Analyses were performed in R (version 3.0.1)[29] and Mplus (version 6.1.1)[30] adjusting for sex and cell-type proportions (CD8 T-lymphocytes, CD4 T-lymphocytes, natural killer cells, B-lymphocytes, monocytes), estimated using the reference-based approach detailed in Houseman et al.[31]

Step 1: Are DNAm patterns at birth associated with adolescent substance use?

Genome-wide association analyses between DNAm at birth and substance use were performed using the IMA package.[32] Differentially methylated probes (DMPs) passing a false discovery rate (FDR) correction of q<0.05 were considered significant. These DMPs were then uploaded to the UCSC genome browser (GRCh37/hg19 assembly)[33] to explore their potential functional relevance, by comparing their genomic location to that of key regulatory elements recorded in the Encyclopedia of DNA Elements (ENCODE) database (http://genome.ucsc.edu/ENCODE/), including (i) transcription factor binding sites (data generated on 161 transcription factors in 91 cell types via ChIP-seq); (ii) DNase I hypersensitivity clusters (based on data from 125 cell types) and (iii) histone marks (only relevant cell lines examined, including blood [GM12878, K562] and umbilical vein endothelial [HUVEC] cells).

Genes to which DMPs were annotated were then examined to identify (i) underlying genetic networks, using the GeneMANIA bioinformatics software, which is based on known genetic and physical interactions, shared protein domains as well as co-expression data (http://www.genemania.org; see Supplementary Table 1); and (ii) enriched biological pathways, by using an optimized gene ontology method that controls for a range of potential confounds, including background probe distribution and gene size (Supplementary Table 1).

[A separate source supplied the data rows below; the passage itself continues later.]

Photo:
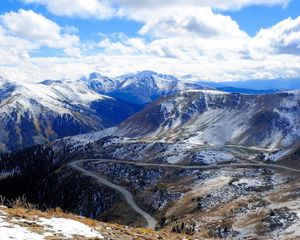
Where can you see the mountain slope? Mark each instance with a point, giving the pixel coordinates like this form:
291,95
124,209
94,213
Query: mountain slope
218,118
139,88
37,113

As a supplement to the probe-level analysis, we also used the Comb-p application within Python[34] with default settings (P threshold: 1.00E−04; sliding window size: 500 bp), to identify wider differentially methylated regions based on spatially-correlated P-values.

Step 2: Are these associations stable across early childhood (that is, birth to age 7)?

Given that DNAm is temporally dynamic[18]—particularly in early development[9]—markers identified at one time point may not necessary continue to be associated with substance use at other time points. To test this, we examined whether DMPs identified in step 1 (that is, birth) were also significantly associated of adolescent substance use at age 7 (that is, follow-forward approach; FDR-corrected q<0.05).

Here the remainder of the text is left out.